Febraury 11th is International Day of Women and Girls in Science & we want to celebrate our amazing female staff & volunteers!
I feel very honoured to be able to represent women in science and am very fortunate for the role I get to play in helping conservation through being ORCA’s Science Officer.
Ever since I was young I always had a strong passion for cetaceans (whales, dolphins and porpoises) and a constant desire to understand more about their lives. That coupled with my love of data analysis gives me the perfect opportunity to utilise ORCA’s data, collected by a group of dedicated volunteers, to ultimately understand these animals better and use this to help conservation efforts.
I started working as Science Officer in September 2019, however, my journey with ORCA began in 2013, where I completed the Marine Mammal Surveyor course and learnt how to identify cetaceans and record information on their behaviour and where they were spotted.
My journey between completing the Marine Mammal Surveyor course in 2013 and becoming ORCA’s Science Officer has been an exciting and rewarding adventure. I have completed an undergraduate and Masters degree in Marine Biology at the University of Southampton and the University of Plymouth, to further my knowledge of the marine environment, cetaceans and complex data analysis. Amongst this, I have also completed internships in the UK, Canada and in Hawaii, focusing on boat and land-based cetacean research. All of this experience provided a pivotal step in getting me to where I am today.
Since starting at ORCA, I have had amazing experiences working within the team, meeting and speaking with our very dedicated and passionate volunteers, and getting to explore the ORCA dataset. My role began with finalising the 2019 State of European Cetaceans Report (SOEC), compiling our recent years of data into a database and producing summary maps of the 2019 survey season.

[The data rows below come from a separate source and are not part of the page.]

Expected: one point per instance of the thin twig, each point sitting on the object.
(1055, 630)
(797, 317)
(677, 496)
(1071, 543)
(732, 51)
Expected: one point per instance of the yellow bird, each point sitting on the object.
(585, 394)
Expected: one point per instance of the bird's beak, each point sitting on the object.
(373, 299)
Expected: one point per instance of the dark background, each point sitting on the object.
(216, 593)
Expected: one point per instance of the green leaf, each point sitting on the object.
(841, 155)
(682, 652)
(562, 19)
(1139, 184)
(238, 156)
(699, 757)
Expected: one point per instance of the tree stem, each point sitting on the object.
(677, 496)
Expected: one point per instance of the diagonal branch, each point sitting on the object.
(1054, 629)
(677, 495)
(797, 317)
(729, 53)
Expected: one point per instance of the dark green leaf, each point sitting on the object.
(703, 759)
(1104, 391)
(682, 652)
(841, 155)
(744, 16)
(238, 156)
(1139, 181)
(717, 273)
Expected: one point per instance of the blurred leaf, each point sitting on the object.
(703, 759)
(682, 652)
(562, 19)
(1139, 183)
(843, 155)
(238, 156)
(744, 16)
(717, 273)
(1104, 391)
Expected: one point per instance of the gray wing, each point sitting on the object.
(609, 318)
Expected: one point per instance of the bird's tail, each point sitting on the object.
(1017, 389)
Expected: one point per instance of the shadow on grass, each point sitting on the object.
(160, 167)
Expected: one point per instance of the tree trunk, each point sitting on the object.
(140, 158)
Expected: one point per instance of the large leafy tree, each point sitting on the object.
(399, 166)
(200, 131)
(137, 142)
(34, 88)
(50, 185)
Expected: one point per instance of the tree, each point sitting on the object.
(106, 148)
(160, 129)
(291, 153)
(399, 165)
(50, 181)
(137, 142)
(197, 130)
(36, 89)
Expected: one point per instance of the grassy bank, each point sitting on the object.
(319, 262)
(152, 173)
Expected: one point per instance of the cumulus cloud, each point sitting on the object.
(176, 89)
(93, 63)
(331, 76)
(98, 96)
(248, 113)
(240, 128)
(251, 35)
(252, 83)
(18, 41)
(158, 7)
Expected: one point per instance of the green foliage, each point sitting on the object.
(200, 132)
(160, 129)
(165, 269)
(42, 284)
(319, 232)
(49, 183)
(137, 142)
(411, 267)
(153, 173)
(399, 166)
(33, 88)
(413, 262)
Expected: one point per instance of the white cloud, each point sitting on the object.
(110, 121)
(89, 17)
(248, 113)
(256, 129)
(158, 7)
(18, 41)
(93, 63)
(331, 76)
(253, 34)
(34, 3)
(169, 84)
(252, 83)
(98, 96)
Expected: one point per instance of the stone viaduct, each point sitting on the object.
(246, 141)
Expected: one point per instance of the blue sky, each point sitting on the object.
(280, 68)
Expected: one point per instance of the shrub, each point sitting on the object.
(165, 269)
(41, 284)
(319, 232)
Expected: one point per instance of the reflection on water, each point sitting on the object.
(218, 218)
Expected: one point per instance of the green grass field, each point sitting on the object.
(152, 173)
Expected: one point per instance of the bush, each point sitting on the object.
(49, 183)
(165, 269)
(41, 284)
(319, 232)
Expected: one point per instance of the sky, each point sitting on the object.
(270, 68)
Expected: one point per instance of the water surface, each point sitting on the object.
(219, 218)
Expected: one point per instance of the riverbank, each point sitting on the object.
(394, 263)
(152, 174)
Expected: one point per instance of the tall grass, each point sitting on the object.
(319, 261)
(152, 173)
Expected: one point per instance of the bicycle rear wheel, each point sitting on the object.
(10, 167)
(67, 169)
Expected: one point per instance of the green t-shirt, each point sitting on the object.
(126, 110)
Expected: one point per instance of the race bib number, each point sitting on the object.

For the remainder of 2020, the primary focus of my role will entail designing and completing an in-house ORCA project which will focus on using data collected by our ORCA volunteers to complete complex data analysis to help support cetacean conservation. This project – with the aim of becoming a peer-reviewed publication – will strategically target a specific region or species to provide the evidence needed to aid cetacean conservation.
For my entire life I have wanted to work in cetacean conservation, using data analysis to support this. I am incredible fortunate to be in the position where I am now able to do this, alongside a hardworking team of staff and volunteers. I love my job and I would encourage anyone out there to follow their dreams. Working in science is incredibly rewarding and it is an amazing feeling to know that you are a part of the process of helping to protect these animals – and that is one of the reasons why publications are so important to us as it provides the evidence for this. I love the complexity of working with data and knowing that every day is different and every day brings about its own data challenges – but that is what makes science so fascinating and fulfilling! To add to that, knowing that everything I am doing is to help these whales and dolphins that have provided me with so much joy over my life, is immensely gratifying!